After three centuries of failing to assert power over the printed press, the House of Commons is finding the digital world easier to conquer. The Online Safety Bill now going through parliament will give ministers the power to decide what can and can’t be said online by banning what they regard as ‘harmful’. The word is not very well defined – which, of course, gives sweeping powers to the government regulators who will define it. It will be one of the most ambitious censorship laws that the world has ever seen.
Enter Elon Musk. His $44 billion takeover of Twitter is intended, he says, not to make money but to defend free speech. His rationale – combined with his criticisms of ‘woke’ films on Netflix – has caused horror in certain quarters in America about Twitter lurching to the right. No. 10 is nervous too, reminding Musk that new UK laws will oblige him to ‘protect users from harm’ – by which they mean ‘protecting’ them from reading the wrong kind of tweets. If Musk is a ‘free speech fundamentalist’ – his words – then Britain may be his first battleground.

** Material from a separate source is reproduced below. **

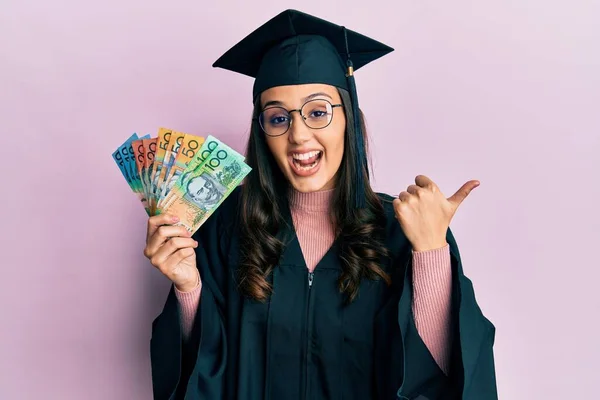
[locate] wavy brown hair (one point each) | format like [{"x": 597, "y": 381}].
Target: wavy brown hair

The new UK law certainly means business. Companies that publish ‘harmful’ content could be liable for fines of up to 10 per cent of their income – i.e. billions of pounds. This is essentially designed to terrify Silicon Valley into upping its own censorship. Until Musk came along it was working nicely. Government critics like the far-left Novara Media, the Socialist Workers party and even David Davis, a Tory backbencher, have had their videos and accounts suspended.
Such is the nature of bot censorship. Millions of words and thousands of hours of videos are uploaded every minute – so computer algorithms are used to scan and assess if they come close to crossing a line.